図-1 トンネル周辺における地下水の変動と漏水の概要
図-1 トンネル周辺における地下水の変動と漏水の概要

  トンネルで発生する漏水は、コンクリートの劣化等や通行車両の安全走行に影響を及ぼす場合があります。特に北海道のような積雪寒冷地では、冬の気温低下で漏水が凍結して氷柱やつらら等が発生します。これらは道路パトロール等で除去されますが、その作業等では労力やコストが生じています。さらに、漏水の発生箇所や量は季節変動や降雨等で変化するため(図-1)、トンネル点検時に的確に把握できない場合もあります。

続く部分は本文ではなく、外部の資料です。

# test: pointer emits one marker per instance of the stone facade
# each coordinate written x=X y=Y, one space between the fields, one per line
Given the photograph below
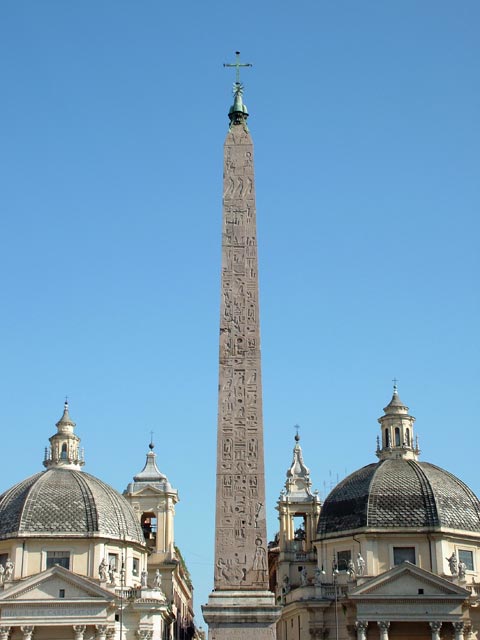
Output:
x=375 y=569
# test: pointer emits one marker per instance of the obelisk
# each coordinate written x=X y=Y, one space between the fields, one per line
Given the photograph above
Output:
x=240 y=607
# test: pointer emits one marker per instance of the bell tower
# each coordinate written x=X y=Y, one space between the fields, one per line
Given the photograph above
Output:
x=397 y=436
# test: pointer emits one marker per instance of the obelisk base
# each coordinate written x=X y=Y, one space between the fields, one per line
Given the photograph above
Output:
x=241 y=615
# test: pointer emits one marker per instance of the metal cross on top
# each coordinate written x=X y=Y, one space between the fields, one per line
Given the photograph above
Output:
x=237 y=64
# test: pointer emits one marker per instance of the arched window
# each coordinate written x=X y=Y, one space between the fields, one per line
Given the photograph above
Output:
x=149 y=525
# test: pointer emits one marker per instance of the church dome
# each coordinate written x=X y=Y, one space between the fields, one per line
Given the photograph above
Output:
x=64 y=502
x=400 y=493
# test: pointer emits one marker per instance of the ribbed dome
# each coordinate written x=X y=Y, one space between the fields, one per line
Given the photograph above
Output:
x=400 y=493
x=67 y=503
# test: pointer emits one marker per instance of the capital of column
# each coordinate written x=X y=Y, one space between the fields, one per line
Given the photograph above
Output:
x=79 y=630
x=383 y=626
x=27 y=632
x=435 y=627
x=458 y=628
x=101 y=631
x=361 y=626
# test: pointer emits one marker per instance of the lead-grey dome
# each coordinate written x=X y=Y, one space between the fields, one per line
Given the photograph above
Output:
x=399 y=493
x=67 y=503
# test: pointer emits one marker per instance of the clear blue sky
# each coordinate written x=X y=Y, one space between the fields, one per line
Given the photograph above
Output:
x=365 y=117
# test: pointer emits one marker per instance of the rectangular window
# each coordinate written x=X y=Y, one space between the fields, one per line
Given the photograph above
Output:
x=113 y=561
x=467 y=557
x=61 y=558
x=343 y=558
x=403 y=554
x=135 y=566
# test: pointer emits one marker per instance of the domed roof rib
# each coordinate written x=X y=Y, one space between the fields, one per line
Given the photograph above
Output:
x=431 y=510
x=399 y=494
x=458 y=506
x=91 y=513
x=12 y=504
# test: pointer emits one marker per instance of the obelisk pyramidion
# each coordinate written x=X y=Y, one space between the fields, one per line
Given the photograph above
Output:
x=241 y=606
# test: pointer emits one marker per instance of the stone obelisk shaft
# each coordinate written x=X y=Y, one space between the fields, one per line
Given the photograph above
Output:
x=240 y=532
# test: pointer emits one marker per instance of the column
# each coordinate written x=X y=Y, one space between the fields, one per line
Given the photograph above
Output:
x=383 y=626
x=79 y=630
x=101 y=632
x=27 y=632
x=361 y=626
x=458 y=628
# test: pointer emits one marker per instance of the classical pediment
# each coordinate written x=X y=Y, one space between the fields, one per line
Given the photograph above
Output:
x=408 y=581
x=56 y=597
x=56 y=583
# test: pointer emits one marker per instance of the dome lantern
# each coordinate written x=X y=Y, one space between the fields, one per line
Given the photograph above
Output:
x=64 y=450
x=397 y=437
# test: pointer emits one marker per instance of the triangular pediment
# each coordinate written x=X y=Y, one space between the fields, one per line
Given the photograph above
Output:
x=50 y=583
x=408 y=580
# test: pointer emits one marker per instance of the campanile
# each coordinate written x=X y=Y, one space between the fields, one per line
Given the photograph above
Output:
x=240 y=607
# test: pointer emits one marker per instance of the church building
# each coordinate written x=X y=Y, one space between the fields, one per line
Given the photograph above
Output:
x=80 y=561
x=393 y=553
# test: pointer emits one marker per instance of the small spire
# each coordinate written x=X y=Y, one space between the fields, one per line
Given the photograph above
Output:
x=65 y=421
x=297 y=435
x=298 y=476
x=397 y=430
x=64 y=450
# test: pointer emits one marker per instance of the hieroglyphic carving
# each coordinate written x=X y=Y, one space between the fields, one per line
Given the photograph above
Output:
x=240 y=552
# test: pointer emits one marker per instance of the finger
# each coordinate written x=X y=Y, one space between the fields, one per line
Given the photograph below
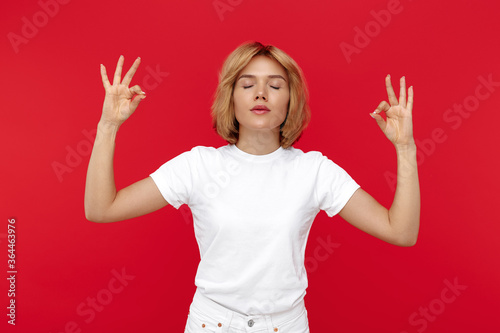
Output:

  そこで、防災地質チームでは、トンネルのコンクリート壁面にみられる浸出する漏水の発生時期や量の変化する状況を連続的に捉える観察手法を提案しました。




研究成果の概要

写真-1 トンネル壁面の漏水状況と分析画像の例
写真-1 トンネル壁面の漏水状況と分析画像の例

  トンネルのコンクリート壁面の漏水を暗視カメラで連続的に画像撮影することにより、漏水の変化をとらえることができました。撮影した画像を白と黒に二値化し、白色は壁面が乾燥、黒色は湿潤の状態にあると仮定して(写真-1)、面積や割合を計算し、漏水の日単位ごとの短期的な増減や月単位の長期的な増減をとらえることができます。あわせて、漏水面積の変化から漏水量の経時変化を推定できます。また、冬には凍結した漏水が側氷等になりますが、側氷等が壁面から分離して剥落を繰り返している様子もとらえることができます。ただし、トンネル内には、外からの暖かい空気が流れ込むことで霧が発生して壁面全体が湿潤の状態となることもあり、漏水の状況を観察するには適さないこともあることに注意が必要です。